The study by UC Davis projects that this year the California drought will cost at least $2.2 billion in economic losses (not to mention the high cost of buying and importing water). There is no reason not to expect the same or greater losses next year, or in 2016, if the drought continues. How much revenue will the state of California lose before those who argue against the high cost of desal technology admit it is worth it to prevent future losses?
Now that we can look at the costs of this year’s drought alone, and the price tag of the state’s emergency relief measures, the $1 billion price tag of the Carlsbad plant seems reasonable by comparison. Many desal plants around the state come at a much lower cost. Santa Barbara is in the process of improving a desal plant that was built, and then abandoned, several years ago, at a cost of roughly $20 million. Monterey spent about $14 million on a similar project.
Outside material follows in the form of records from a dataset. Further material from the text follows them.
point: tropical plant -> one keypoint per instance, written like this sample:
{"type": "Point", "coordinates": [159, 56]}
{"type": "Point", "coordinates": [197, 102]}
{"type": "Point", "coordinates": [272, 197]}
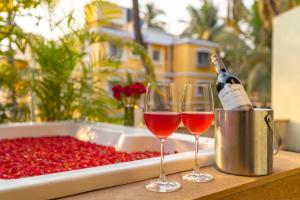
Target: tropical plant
{"type": "Point", "coordinates": [13, 41]}
{"type": "Point", "coordinates": [150, 16]}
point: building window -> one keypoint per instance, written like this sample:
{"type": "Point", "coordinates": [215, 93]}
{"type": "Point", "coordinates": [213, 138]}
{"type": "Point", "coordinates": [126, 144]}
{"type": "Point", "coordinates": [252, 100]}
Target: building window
{"type": "Point", "coordinates": [156, 56]}
{"type": "Point", "coordinates": [202, 59]}
{"type": "Point", "coordinates": [114, 50]}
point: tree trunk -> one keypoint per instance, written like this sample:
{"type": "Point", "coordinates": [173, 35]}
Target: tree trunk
{"type": "Point", "coordinates": [11, 61]}
{"type": "Point", "coordinates": [138, 33]}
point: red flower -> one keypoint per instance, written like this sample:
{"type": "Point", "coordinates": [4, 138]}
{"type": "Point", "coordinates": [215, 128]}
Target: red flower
{"type": "Point", "coordinates": [117, 91]}
{"type": "Point", "coordinates": [128, 91]}
{"type": "Point", "coordinates": [138, 88]}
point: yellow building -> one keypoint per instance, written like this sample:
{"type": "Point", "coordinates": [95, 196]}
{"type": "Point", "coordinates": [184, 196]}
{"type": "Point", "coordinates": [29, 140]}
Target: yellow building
{"type": "Point", "coordinates": [182, 60]}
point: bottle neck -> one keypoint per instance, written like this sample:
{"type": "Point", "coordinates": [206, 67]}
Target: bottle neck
{"type": "Point", "coordinates": [219, 65]}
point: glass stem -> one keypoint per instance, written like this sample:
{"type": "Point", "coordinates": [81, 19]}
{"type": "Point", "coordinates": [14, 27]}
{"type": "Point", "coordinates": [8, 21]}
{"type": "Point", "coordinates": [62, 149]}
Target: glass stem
{"type": "Point", "coordinates": [196, 167]}
{"type": "Point", "coordinates": [162, 175]}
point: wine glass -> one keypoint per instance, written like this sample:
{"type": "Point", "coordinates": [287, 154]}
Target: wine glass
{"type": "Point", "coordinates": [197, 117]}
{"type": "Point", "coordinates": [162, 117]}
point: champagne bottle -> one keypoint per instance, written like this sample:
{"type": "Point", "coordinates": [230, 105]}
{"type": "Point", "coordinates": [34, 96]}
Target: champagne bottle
{"type": "Point", "coordinates": [230, 90]}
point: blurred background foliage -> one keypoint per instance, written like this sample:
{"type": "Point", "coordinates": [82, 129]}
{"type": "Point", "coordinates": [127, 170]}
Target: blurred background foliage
{"type": "Point", "coordinates": [59, 84]}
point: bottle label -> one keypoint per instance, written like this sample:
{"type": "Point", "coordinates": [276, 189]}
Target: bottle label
{"type": "Point", "coordinates": [233, 96]}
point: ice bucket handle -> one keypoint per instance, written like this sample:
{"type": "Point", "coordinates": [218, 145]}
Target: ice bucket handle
{"type": "Point", "coordinates": [271, 126]}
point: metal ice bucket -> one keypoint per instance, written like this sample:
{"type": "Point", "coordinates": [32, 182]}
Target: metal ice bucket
{"type": "Point", "coordinates": [244, 141]}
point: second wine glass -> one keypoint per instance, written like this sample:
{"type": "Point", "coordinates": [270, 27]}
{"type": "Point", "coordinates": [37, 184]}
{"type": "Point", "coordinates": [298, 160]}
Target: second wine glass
{"type": "Point", "coordinates": [197, 117]}
{"type": "Point", "coordinates": [162, 117]}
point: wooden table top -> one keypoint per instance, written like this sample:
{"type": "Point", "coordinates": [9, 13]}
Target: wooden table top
{"type": "Point", "coordinates": [285, 164]}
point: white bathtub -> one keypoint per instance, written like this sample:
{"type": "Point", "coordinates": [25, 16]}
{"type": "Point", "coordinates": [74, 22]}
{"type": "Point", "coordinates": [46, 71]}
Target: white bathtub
{"type": "Point", "coordinates": [122, 138]}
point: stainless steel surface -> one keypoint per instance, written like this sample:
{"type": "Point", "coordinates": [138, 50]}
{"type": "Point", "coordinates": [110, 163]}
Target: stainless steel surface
{"type": "Point", "coordinates": [244, 141]}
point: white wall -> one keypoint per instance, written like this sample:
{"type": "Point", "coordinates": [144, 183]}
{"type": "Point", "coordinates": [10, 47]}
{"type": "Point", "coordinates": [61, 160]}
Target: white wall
{"type": "Point", "coordinates": [286, 75]}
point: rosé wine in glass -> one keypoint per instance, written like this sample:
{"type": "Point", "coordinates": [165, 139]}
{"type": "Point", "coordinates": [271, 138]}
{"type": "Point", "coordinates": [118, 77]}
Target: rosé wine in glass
{"type": "Point", "coordinates": [162, 117]}
{"type": "Point", "coordinates": [197, 122]}
{"type": "Point", "coordinates": [162, 124]}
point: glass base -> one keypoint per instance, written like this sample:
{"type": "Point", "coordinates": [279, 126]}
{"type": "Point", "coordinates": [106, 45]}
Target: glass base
{"type": "Point", "coordinates": [198, 177]}
{"type": "Point", "coordinates": [163, 186]}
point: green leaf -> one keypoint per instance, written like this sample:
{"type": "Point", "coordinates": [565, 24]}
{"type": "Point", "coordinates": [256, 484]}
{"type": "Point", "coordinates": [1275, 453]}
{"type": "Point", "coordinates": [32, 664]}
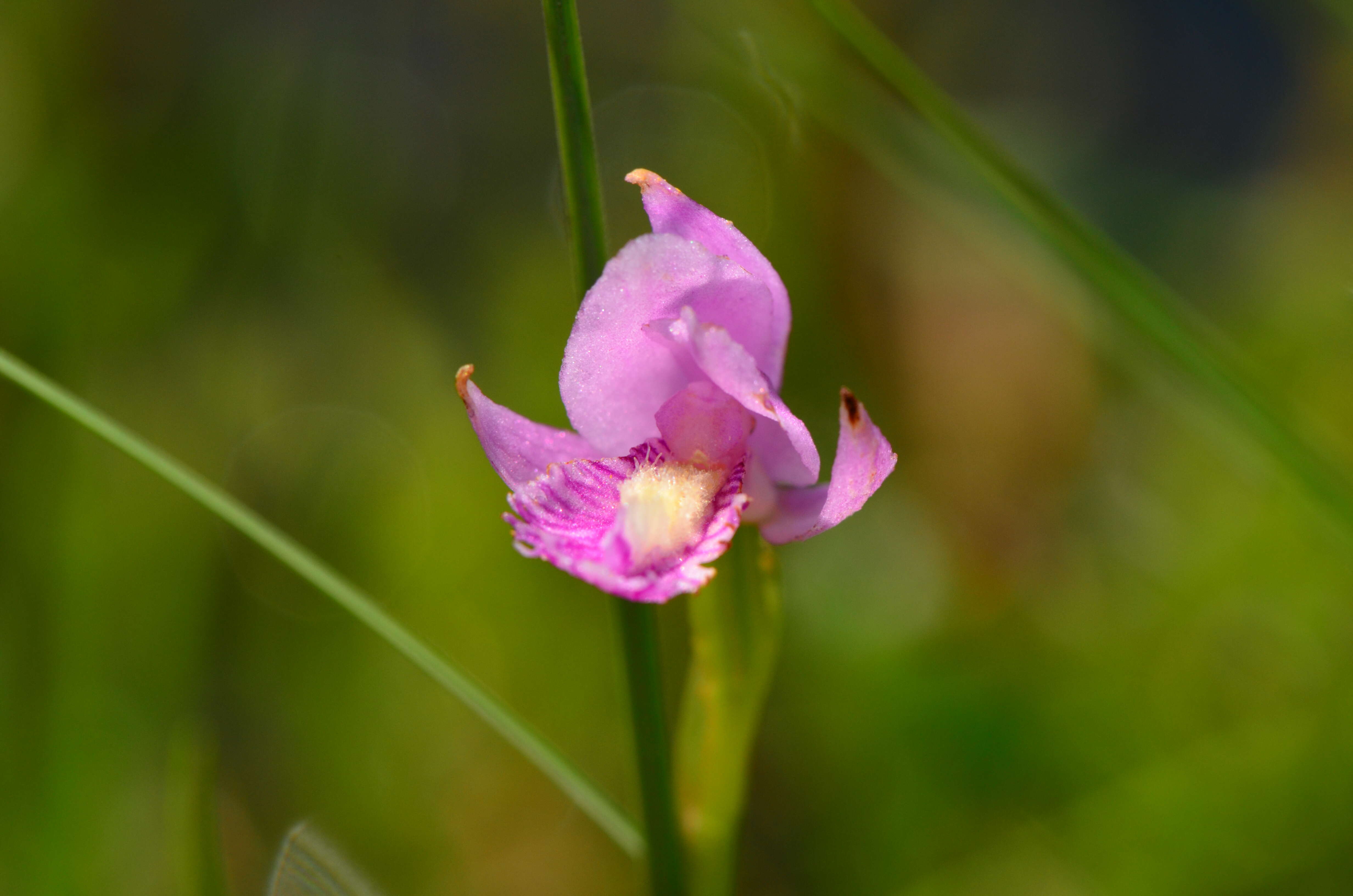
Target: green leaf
{"type": "Point", "coordinates": [310, 866]}
{"type": "Point", "coordinates": [1136, 296]}
{"type": "Point", "coordinates": [638, 622]}
{"type": "Point", "coordinates": [735, 630]}
{"type": "Point", "coordinates": [589, 798]}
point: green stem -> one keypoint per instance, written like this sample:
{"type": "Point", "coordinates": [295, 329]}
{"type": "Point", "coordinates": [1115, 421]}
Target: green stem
{"type": "Point", "coordinates": [1132, 292]}
{"type": "Point", "coordinates": [735, 629]}
{"type": "Point", "coordinates": [589, 798]}
{"type": "Point", "coordinates": [639, 633]}
{"type": "Point", "coordinates": [638, 625]}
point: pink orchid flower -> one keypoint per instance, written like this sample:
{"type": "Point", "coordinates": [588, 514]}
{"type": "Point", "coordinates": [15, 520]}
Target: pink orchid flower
{"type": "Point", "coordinates": [672, 380]}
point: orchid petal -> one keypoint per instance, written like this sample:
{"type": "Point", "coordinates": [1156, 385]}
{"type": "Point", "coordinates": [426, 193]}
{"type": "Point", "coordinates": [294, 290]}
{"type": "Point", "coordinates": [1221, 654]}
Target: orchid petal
{"type": "Point", "coordinates": [787, 449]}
{"type": "Point", "coordinates": [519, 449]}
{"type": "Point", "coordinates": [864, 461]}
{"type": "Point", "coordinates": [570, 516]}
{"type": "Point", "coordinates": [615, 378]}
{"type": "Point", "coordinates": [673, 212]}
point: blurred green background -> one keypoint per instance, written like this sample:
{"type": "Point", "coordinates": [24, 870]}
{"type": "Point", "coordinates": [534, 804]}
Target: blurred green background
{"type": "Point", "coordinates": [1086, 641]}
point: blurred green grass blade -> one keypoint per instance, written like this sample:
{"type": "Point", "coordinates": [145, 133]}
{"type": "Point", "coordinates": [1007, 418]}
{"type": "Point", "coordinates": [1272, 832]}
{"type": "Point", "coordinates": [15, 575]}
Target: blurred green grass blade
{"type": "Point", "coordinates": [589, 798]}
{"type": "Point", "coordinates": [310, 866]}
{"type": "Point", "coordinates": [577, 145]}
{"type": "Point", "coordinates": [1136, 294]}
{"type": "Point", "coordinates": [191, 811]}
{"type": "Point", "coordinates": [638, 622]}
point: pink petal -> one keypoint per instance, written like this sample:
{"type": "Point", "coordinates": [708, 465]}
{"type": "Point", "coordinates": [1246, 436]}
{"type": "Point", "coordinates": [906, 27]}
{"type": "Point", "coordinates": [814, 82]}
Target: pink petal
{"type": "Point", "coordinates": [864, 461]}
{"type": "Point", "coordinates": [615, 378]}
{"type": "Point", "coordinates": [519, 449]}
{"type": "Point", "coordinates": [569, 517]}
{"type": "Point", "coordinates": [785, 449]}
{"type": "Point", "coordinates": [673, 212]}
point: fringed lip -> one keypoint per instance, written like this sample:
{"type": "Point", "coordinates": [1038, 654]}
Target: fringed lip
{"type": "Point", "coordinates": [572, 517]}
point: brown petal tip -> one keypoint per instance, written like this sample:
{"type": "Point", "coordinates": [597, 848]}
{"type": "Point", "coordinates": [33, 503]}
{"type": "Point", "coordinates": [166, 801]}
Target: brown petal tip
{"type": "Point", "coordinates": [646, 179]}
{"type": "Point", "coordinates": [852, 407]}
{"type": "Point", "coordinates": [462, 378]}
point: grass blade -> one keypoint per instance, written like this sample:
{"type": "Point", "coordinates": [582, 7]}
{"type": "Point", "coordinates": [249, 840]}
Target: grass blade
{"type": "Point", "coordinates": [638, 622]}
{"type": "Point", "coordinates": [589, 798]}
{"type": "Point", "coordinates": [1133, 293]}
{"type": "Point", "coordinates": [310, 866]}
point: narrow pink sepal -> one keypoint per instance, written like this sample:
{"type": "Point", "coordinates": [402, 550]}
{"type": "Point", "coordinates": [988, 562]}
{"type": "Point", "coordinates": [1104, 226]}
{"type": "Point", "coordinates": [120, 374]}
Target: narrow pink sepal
{"type": "Point", "coordinates": [864, 461]}
{"type": "Point", "coordinates": [785, 447]}
{"type": "Point", "coordinates": [519, 449]}
{"type": "Point", "coordinates": [568, 516]}
{"type": "Point", "coordinates": [673, 212]}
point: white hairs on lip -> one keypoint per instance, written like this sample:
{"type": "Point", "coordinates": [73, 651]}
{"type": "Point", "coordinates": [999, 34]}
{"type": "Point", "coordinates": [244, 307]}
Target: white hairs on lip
{"type": "Point", "coordinates": [665, 508]}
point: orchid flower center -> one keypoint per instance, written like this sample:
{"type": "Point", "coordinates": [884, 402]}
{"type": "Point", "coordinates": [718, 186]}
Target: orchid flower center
{"type": "Point", "coordinates": [666, 507]}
These, and other smaller coastal projects, prove that communities can spend much less to ensure a secure water future. So, why hasn’t the state considered helping fund the investment? The governor has now proposed or approved over $8 billion in emergency water spending in 2014. Where would California be in two years if the state directed even a portion of that total toward developing proposed desalination plants? Such an investment would guarantee fewer emergency funds will be needed in future years, as we would be better able to manage years with little rainfall.
Skeptics of desalination claim the high cost alone makes the technology a less-than-ideal option for the state. Many argue that California should continue to rely on water recycling, a method currently used to treat wastewater, removing sewage and returning it to our water system. However, the use of desalination has proven to be tried-and-true around the globe, and the reliance on a diminishing supply of available drinking water through recycling has not prevented us from reaching this critical point. Our lakes and rivers have dried up; our underground aquifers are heading toward the same fate. Desalination is likely the only rational and economically sound solution for California.
Yuri Vanetik is a private investor and philanthropist.